Con le sue trasmissioni quotidiane, nelle varie fasce, dal mezzogiorno, al pomeridiano, al preserale, è entrata nelle case della gente attraverso la televisione e la radio. C’è differenza?
Con la radio ci si tocca l’anima. In televisione, mentre parli, rischia di prevalere l’immagine. La radio è molto più profonda, vera e autentica.
In questi giorni la radio cosa può dare?
Deve fare compagnia, coinvolgere le persone, facendole telefonare e interloquire, deve essere quasi una radio che ti guarda. Questo consente di essere in contatto con tutti ed è una cosa bellissima che vorrei tanto poter fare.
“Il nostro destino è il nostro carattere” è una considerazione che ha radici antiche ma che a lei pare appartenere. Quanto può aiutare il carattere in questi giorni complicati?
E’ perfetta questa frase in questo momento. Siamo sempre noi che forgiamo il nostro destino, se ne ha consapevolezza da millenni, perché è davvero così, siamo proprio noi, quando diciamo sì o no, quando ci voltiamo a destra o a sinistra, a disegnare il nostro destino.

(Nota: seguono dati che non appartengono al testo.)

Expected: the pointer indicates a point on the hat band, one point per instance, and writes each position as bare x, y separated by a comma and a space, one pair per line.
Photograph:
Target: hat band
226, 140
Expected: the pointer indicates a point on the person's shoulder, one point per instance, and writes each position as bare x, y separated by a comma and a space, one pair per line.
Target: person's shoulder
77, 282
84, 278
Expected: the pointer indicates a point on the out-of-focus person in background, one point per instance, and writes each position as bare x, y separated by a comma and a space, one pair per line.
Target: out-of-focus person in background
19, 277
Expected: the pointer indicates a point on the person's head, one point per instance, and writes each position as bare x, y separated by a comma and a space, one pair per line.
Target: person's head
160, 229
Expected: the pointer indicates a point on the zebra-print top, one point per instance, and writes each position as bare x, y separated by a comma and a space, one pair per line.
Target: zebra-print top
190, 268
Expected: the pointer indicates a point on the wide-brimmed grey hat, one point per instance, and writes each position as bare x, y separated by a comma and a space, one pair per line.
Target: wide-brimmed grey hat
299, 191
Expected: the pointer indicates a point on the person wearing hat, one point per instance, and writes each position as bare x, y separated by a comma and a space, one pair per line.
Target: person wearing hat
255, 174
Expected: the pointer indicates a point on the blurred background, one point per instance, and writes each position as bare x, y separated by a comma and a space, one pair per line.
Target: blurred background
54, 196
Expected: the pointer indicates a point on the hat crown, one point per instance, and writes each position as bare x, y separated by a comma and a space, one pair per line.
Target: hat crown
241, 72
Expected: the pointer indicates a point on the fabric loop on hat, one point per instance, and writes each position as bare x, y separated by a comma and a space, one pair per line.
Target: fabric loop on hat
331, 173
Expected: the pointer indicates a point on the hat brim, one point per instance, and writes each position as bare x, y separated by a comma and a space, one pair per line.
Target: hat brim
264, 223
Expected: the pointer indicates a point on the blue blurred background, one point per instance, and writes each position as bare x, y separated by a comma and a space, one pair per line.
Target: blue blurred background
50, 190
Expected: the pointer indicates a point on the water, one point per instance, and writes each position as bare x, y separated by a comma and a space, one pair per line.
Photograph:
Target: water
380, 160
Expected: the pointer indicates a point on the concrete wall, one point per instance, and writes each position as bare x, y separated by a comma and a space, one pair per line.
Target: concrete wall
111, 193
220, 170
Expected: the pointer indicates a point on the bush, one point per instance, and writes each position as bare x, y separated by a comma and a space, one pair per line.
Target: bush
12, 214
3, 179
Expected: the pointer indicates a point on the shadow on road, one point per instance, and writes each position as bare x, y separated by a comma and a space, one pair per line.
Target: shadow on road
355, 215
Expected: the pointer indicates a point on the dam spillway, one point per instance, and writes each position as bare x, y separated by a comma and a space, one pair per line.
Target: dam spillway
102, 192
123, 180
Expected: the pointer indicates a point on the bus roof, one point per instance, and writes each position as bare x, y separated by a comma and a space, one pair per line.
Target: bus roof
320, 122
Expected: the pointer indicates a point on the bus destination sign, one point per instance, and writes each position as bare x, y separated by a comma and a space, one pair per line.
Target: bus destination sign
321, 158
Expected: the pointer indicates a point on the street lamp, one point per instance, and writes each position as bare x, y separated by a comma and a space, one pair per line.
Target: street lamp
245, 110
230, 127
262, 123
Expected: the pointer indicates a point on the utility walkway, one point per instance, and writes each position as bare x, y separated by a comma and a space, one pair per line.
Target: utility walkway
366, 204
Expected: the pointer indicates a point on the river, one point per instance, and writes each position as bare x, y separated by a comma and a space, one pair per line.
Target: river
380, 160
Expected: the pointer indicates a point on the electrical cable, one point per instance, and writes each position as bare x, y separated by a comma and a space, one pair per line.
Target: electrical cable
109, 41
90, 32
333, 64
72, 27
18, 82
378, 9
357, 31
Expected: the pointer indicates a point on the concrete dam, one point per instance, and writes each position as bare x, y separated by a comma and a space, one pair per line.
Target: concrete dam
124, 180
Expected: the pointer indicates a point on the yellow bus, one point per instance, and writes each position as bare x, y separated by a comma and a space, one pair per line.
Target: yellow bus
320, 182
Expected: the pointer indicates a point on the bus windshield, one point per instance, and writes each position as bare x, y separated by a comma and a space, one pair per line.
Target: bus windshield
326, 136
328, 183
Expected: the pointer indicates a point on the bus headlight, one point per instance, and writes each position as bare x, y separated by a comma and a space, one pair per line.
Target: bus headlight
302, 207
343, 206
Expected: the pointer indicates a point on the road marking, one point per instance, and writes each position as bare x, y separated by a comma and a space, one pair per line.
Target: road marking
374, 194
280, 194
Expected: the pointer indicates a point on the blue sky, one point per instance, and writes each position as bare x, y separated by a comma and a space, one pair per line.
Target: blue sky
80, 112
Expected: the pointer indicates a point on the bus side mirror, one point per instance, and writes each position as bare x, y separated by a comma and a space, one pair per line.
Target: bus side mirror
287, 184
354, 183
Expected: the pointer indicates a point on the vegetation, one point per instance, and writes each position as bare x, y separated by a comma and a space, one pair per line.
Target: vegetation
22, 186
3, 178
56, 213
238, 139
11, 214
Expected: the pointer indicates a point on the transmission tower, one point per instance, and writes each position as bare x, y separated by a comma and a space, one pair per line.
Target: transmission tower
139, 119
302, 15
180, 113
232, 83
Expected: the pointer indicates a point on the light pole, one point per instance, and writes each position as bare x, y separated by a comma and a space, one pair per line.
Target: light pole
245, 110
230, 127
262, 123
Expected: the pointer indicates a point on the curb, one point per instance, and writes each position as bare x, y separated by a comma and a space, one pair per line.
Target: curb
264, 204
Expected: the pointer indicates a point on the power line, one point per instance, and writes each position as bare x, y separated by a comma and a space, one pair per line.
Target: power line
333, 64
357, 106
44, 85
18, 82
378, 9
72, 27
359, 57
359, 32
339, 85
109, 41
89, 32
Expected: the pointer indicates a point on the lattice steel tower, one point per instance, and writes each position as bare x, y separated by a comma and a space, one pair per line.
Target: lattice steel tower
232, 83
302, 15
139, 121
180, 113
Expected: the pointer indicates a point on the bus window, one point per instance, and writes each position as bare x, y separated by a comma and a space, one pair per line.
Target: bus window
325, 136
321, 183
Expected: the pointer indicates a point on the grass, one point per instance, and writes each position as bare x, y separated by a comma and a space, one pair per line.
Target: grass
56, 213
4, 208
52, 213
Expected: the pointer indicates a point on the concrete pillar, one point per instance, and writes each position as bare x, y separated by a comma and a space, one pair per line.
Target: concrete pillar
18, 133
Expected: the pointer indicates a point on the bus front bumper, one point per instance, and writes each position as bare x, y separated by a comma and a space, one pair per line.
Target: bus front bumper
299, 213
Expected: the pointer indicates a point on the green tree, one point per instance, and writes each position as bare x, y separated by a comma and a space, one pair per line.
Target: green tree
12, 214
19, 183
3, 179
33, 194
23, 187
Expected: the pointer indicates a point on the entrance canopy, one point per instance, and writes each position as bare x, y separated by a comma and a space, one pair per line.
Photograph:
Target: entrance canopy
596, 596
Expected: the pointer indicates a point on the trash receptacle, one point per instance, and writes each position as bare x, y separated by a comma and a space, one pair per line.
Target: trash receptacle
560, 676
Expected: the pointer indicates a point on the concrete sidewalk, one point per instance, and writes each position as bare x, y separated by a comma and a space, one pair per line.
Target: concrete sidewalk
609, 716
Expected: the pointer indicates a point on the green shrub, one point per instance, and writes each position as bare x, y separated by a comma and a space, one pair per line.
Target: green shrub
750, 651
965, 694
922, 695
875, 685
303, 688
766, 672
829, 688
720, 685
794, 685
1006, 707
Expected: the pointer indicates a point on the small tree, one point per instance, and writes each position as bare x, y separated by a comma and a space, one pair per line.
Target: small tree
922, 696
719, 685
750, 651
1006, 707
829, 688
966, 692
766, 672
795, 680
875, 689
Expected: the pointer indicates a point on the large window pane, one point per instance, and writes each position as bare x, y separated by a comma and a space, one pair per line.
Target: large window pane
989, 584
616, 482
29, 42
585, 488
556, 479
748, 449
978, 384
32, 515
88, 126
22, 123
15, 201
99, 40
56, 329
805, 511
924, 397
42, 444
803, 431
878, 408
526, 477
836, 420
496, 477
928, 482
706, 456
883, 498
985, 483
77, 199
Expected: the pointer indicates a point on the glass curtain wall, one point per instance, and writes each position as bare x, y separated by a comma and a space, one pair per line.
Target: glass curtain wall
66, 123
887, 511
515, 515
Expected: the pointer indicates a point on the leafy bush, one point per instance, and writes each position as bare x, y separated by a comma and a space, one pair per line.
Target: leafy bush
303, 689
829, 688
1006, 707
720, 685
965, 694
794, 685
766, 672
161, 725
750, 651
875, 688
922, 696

E’ il nostro carattere che decide la nostra vita, il nostro carattere è il nostro destino, in questo periodo più che mai. Ricordarlo servirà a tutti e aiuterà a superare anche questi giorni difficili.
Le sue due canzoni più famose, “La lontananza” e “Amara terra mia” sembrano essere state scritte per i nostri connazionali che vivono all’estero. E’ con esse che arriva alle comunità il saluto di Enrica Bonaccorti?
Amara terra mia è amara e bella quanto mai in questo periodo, ma l’Italia non può mai uscire dal cuore, la portiamo ovunque siamo perché tutta da amare Iddio la creò.